In a series of 120 columns, you can learn the python beautifulsoup4 module, a 7000-word blog + climb the ninth workshop network

"Offer arrives, dig friends to pick up! I am participating in the 2022 Spring Recruitment Check-in Event, click to view the details of the event ."

Today is a new day for the "120 Cases of Reptiles" series of columns, and the next three articles will focus BeautifulSoup4 on learning.

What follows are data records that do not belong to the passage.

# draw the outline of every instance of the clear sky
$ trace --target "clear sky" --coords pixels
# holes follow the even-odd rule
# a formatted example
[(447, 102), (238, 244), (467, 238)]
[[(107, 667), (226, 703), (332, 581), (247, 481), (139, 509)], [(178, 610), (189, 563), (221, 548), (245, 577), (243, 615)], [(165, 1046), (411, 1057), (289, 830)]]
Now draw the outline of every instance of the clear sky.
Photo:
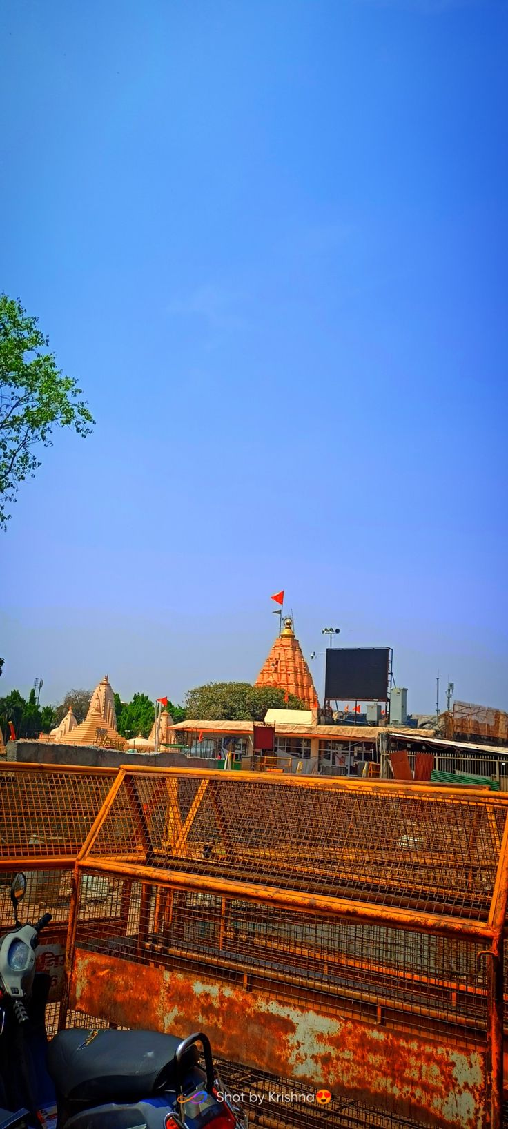
[(0, 286), (97, 420), (1, 535), (1, 692), (253, 681), (283, 587), (507, 708), (505, 0), (1, 23)]

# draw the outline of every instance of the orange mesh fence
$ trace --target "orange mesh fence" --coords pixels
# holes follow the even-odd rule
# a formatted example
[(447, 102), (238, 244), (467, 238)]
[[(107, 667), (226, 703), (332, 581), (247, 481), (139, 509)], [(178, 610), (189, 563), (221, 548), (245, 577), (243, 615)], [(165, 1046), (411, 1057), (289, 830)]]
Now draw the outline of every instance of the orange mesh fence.
[(254, 773), (126, 773), (95, 859), (485, 921), (508, 797)]
[[(0, 929), (12, 928), (9, 887), (23, 870), (21, 920), (52, 914), (37, 949), (37, 970), (51, 977), (50, 1029), (64, 988), (72, 867), (115, 776), (114, 769), (0, 764)], [(89, 902), (97, 889), (85, 890)]]
[(204, 1030), (256, 1085), (327, 1080), (330, 1124), (499, 1129), (507, 813), (487, 791), (122, 770), (78, 863), (70, 1006)]

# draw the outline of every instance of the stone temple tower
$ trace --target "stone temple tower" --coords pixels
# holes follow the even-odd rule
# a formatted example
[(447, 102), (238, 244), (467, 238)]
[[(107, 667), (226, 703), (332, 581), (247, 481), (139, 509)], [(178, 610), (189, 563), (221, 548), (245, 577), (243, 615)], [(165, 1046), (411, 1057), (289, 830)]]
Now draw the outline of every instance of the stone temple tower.
[(277, 637), (270, 655), (263, 664), (256, 686), (278, 686), (288, 694), (299, 698), (307, 709), (317, 706), (317, 692), (313, 676), (305, 662), (301, 647), (295, 636), (292, 620), (284, 619), (280, 636)]

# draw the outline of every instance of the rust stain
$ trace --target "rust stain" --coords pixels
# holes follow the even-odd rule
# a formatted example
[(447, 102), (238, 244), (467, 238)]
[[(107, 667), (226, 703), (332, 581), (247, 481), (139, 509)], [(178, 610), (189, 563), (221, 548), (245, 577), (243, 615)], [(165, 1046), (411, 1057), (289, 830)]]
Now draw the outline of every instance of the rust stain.
[(331, 1018), (257, 990), (76, 949), (71, 1006), (131, 1027), (204, 1030), (216, 1054), (439, 1129), (483, 1129), (481, 1051)]

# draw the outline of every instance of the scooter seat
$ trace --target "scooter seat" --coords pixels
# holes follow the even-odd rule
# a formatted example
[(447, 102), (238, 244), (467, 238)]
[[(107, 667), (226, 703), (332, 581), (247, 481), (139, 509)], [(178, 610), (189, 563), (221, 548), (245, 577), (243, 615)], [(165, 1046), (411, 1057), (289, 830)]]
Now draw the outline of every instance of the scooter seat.
[(190, 1047), (178, 1069), (175, 1052), (181, 1042), (157, 1031), (61, 1031), (47, 1048), (59, 1112), (62, 1104), (70, 1115), (84, 1105), (137, 1102), (174, 1088), (199, 1059), (198, 1049)]

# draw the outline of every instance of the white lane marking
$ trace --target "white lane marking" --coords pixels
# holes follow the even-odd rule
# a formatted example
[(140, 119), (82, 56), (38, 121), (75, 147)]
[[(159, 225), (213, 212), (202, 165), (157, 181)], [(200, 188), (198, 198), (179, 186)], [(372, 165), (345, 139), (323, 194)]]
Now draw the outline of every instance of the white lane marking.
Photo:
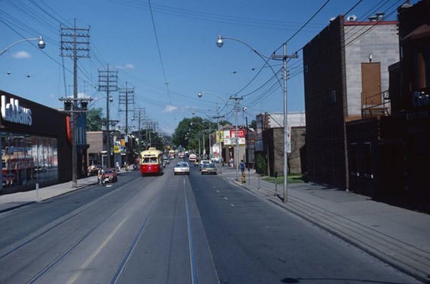
[(103, 249), (103, 248), (106, 246), (108, 243), (109, 243), (109, 241), (112, 238), (114, 235), (118, 232), (118, 230), (119, 230), (120, 228), (121, 227), (122, 225), (124, 223), (124, 222), (128, 219), (128, 215), (121, 222), (118, 224), (115, 228), (112, 231), (112, 233), (109, 234), (109, 236), (106, 238), (103, 243), (97, 248), (97, 249), (94, 251), (94, 252), (92, 253), (92, 254), (87, 259), (87, 261), (84, 263), (79, 268), (78, 272), (75, 273), (73, 276), (71, 277), (68, 281), (67, 281), (67, 284), (71, 284), (72, 283), (74, 283), (76, 280), (77, 280), (78, 278), (82, 274), (83, 270), (85, 269), (87, 267), (88, 267), (88, 265), (92, 262), (92, 261), (94, 260), (94, 259), (97, 256), (97, 255), (100, 253), (100, 252)]

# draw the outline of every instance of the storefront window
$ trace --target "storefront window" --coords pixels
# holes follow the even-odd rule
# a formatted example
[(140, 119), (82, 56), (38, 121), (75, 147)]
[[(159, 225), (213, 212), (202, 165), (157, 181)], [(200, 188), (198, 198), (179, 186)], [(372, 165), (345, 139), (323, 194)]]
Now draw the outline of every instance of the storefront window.
[(57, 139), (0, 133), (3, 187), (58, 181)]

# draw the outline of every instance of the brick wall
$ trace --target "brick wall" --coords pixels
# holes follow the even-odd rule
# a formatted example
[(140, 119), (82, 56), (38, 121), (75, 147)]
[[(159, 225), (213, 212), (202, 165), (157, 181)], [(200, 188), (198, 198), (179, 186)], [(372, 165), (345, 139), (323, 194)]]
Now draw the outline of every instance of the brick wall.
[(345, 187), (343, 17), (303, 48), (307, 177)]

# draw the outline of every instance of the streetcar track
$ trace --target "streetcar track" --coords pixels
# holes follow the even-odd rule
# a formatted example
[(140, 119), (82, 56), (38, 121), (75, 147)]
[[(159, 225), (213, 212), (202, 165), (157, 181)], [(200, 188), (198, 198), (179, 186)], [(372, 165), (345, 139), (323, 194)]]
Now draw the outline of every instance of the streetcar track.
[[(146, 187), (147, 186), (148, 186), (155, 179), (155, 178), (153, 178), (152, 179), (151, 179), (151, 180), (149, 181), (149, 182), (148, 182), (148, 183), (145, 184), (142, 188), (144, 188), (145, 187)], [(129, 184), (131, 182), (132, 182), (134, 181), (139, 181), (140, 180), (141, 180), (140, 178), (138, 178), (138, 179), (133, 180), (131, 181), (130, 182), (121, 186), (121, 187), (125, 186), (127, 184)], [(139, 192), (140, 192), (140, 191), (136, 191), (136, 193), (134, 195), (133, 195), (133, 197), (135, 196), (135, 195), (136, 195), (137, 194), (138, 194)], [(131, 199), (133, 199), (133, 197), (131, 198), (130, 198), (129, 200)], [(155, 205), (155, 204), (156, 203), (154, 203), (154, 205), (153, 205), (153, 208), (151, 208), (151, 211), (150, 211), (149, 214), (147, 216), (147, 219), (145, 219), (146, 221), (147, 221), (148, 219), (149, 218), (149, 215), (151, 215), (151, 214), (152, 213), (152, 210), (153, 209), (153, 207)], [(70, 253), (71, 251), (72, 251), (74, 248), (75, 248), (79, 244), (80, 244), (83, 241), (84, 241), (85, 239), (86, 239), (90, 235), (91, 235), (91, 234), (93, 232), (95, 231), (97, 229), (98, 229), (102, 225), (103, 225), (105, 223), (105, 222), (106, 222), (106, 221), (107, 220), (108, 220), (109, 218), (110, 218), (116, 212), (117, 212), (117, 210), (113, 210), (112, 212), (110, 214), (109, 214), (107, 216), (106, 216), (106, 218), (104, 218), (101, 222), (99, 222), (98, 224), (96, 226), (95, 226), (94, 228), (93, 228), (92, 229), (90, 230), (89, 231), (88, 231), (86, 234), (83, 235), (80, 238), (79, 238), (79, 240), (78, 240), (76, 242), (75, 242), (74, 243), (73, 243), (71, 246), (69, 247), (69, 248), (67, 250), (66, 250), (59, 256), (57, 257), (52, 262), (51, 262), (51, 263), (50, 263), (48, 265), (47, 265), (46, 267), (45, 267), (45, 268), (44, 268), (43, 269), (41, 270), (40, 272), (39, 272), (39, 273), (38, 273), (36, 275), (36, 276), (33, 277), (33, 278), (32, 278), (32, 279), (28, 283), (28, 284), (33, 284), (35, 281), (36, 281), (37, 280), (39, 279), (40, 278), (40, 277), (43, 276), (43, 275), (45, 274), (45, 273), (46, 273), (46, 272), (47, 272), (49, 270), (49, 269), (50, 269), (52, 267), (54, 266), (55, 265), (55, 264), (58, 263), (58, 262), (59, 262), (63, 258), (64, 258), (69, 253)]]
[(178, 208), (178, 199), (179, 197), (179, 189), (180, 183), (177, 183), (178, 187), (176, 189), (176, 196), (175, 198), (175, 208), (173, 209), (173, 220), (172, 221), (172, 234), (170, 236), (170, 248), (169, 251), (169, 262), (167, 265), (167, 276), (166, 278), (166, 283), (169, 283), (169, 277), (170, 277), (170, 269), (172, 267), (172, 255), (173, 252), (173, 237), (175, 236), (175, 223), (176, 217), (176, 211)]
[(196, 257), (194, 255), (194, 245), (193, 243), (193, 229), (191, 224), (191, 218), (190, 217), (190, 209), (188, 206), (188, 200), (187, 196), (187, 189), (186, 187), (185, 179), (184, 179), (184, 196), (185, 198), (185, 212), (187, 215), (187, 227), (188, 229), (188, 251), (190, 255), (190, 267), (191, 275), (192, 284), (198, 284), (197, 270), (196, 267)]
[[(163, 191), (165, 190), (166, 188), (163, 187)], [(160, 199), (161, 198), (162, 194), (160, 194), (158, 195), (158, 199)], [(158, 203), (158, 200), (157, 201), (154, 201), (154, 204), (151, 207), (151, 209), (149, 210), (149, 213), (148, 213), (148, 215), (146, 215), (145, 219), (143, 221), (143, 223), (141, 226), (139, 230), (138, 231), (137, 234), (136, 234), (136, 236), (133, 239), (133, 241), (132, 241), (131, 244), (130, 244), (130, 246), (129, 246), (128, 250), (127, 250), (127, 252), (126, 253), (124, 257), (123, 258), (122, 260), (121, 260), (121, 263), (120, 263), (119, 266), (115, 271), (115, 274), (114, 274), (112, 277), (112, 279), (109, 282), (110, 284), (115, 284), (117, 283), (118, 281), (119, 280), (119, 277), (121, 276), (121, 274), (122, 273), (124, 270), (125, 269), (126, 266), (128, 263), (128, 261), (130, 258), (131, 257), (132, 254), (133, 253), (134, 249), (136, 248), (137, 245), (137, 243), (139, 240), (140, 239), (142, 235), (143, 234), (144, 230), (145, 228), (146, 227), (146, 225), (148, 224), (148, 221), (149, 220), (149, 218), (151, 217), (152, 215), (153, 212), (154, 212), (154, 210), (155, 208), (155, 206)]]
[[(37, 235), (35, 236), (34, 237), (31, 238), (29, 240), (28, 240), (25, 241), (24, 243), (21, 244), (20, 245), (18, 245), (18, 246), (17, 246), (15, 248), (14, 248), (12, 250), (3, 254), (1, 256), (0, 256), (0, 260), (1, 260), (2, 259), (3, 259), (4, 257), (10, 255), (11, 254), (12, 254), (13, 253), (15, 252), (16, 251), (19, 250), (20, 249), (22, 248), (23, 247), (25, 246), (26, 245), (32, 243), (34, 241), (35, 241), (36, 240), (39, 239), (39, 238), (43, 236), (44, 235), (48, 233), (49, 232), (51, 231), (51, 230), (53, 230), (54, 229), (59, 227), (59, 226), (60, 226), (61, 225), (63, 225), (63, 224), (66, 223), (67, 221), (71, 220), (73, 217), (75, 217), (78, 216), (78, 215), (80, 215), (81, 213), (84, 212), (86, 210), (91, 208), (92, 207), (90, 205), (92, 205), (92, 204), (93, 204), (94, 203), (96, 203), (96, 202), (100, 201), (101, 199), (106, 198), (106, 197), (108, 197), (109, 196), (110, 196), (110, 195), (111, 195), (112, 194), (113, 194), (113, 193), (115, 192), (115, 191), (116, 191), (117, 190), (119, 190), (119, 189), (126, 186), (126, 185), (129, 185), (130, 183), (133, 182), (137, 181), (138, 180), (139, 180), (140, 179), (133, 179), (133, 180), (130, 180), (130, 181), (128, 181), (127, 183), (125, 183), (124, 184), (123, 184), (121, 186), (118, 187), (116, 189), (115, 189), (115, 191), (111, 191), (110, 192), (109, 192), (109, 193), (108, 193), (107, 194), (102, 195), (101, 196), (98, 197), (97, 199), (94, 199), (92, 201), (91, 201), (90, 202), (87, 203), (86, 204), (85, 204), (85, 205), (84, 205), (85, 206), (85, 208), (82, 208), (80, 210), (76, 212), (75, 214), (73, 214), (73, 215), (69, 216), (68, 217), (66, 218), (64, 220), (62, 220), (61, 221), (55, 224), (55, 225), (54, 225), (52, 227), (47, 229), (46, 230), (43, 231), (43, 232), (40, 232), (40, 233), (39, 233), (39, 234), (37, 234)], [(148, 184), (149, 183), (150, 183), (151, 182), (152, 182), (153, 180), (154, 180), (154, 179), (153, 179), (151, 181), (150, 181), (150, 182), (148, 183)], [(146, 185), (145, 185), (145, 186), (146, 186)], [(136, 193), (136, 194), (137, 194), (137, 193)]]

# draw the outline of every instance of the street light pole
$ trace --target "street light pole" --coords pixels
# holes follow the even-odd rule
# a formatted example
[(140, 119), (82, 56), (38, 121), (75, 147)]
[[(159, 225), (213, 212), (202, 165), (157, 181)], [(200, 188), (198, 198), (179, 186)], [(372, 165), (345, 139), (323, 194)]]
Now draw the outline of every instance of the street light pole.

BeautifulSoup4 Basics Supplement

BeautifulSoup4It is a python parsing library, mainly used for parsing HTML and XML, and parsing HTML in the crawler knowledge system will be more, the library installation command is as follows:

pip install beautifulsoup4
复制代码

BeautifulSoupWhen parsing data, you need to rely on third-party parsers. Common parsers and their advantages are as follows:

  • python 标准库 html.parser: python built-in standard library, strong fault tolerance;
  • lxml 解析器: Fast speed and strong fault tolerance;
  • html5lib: The most fault-tolerant, and the parsing method is the same as that of the browser.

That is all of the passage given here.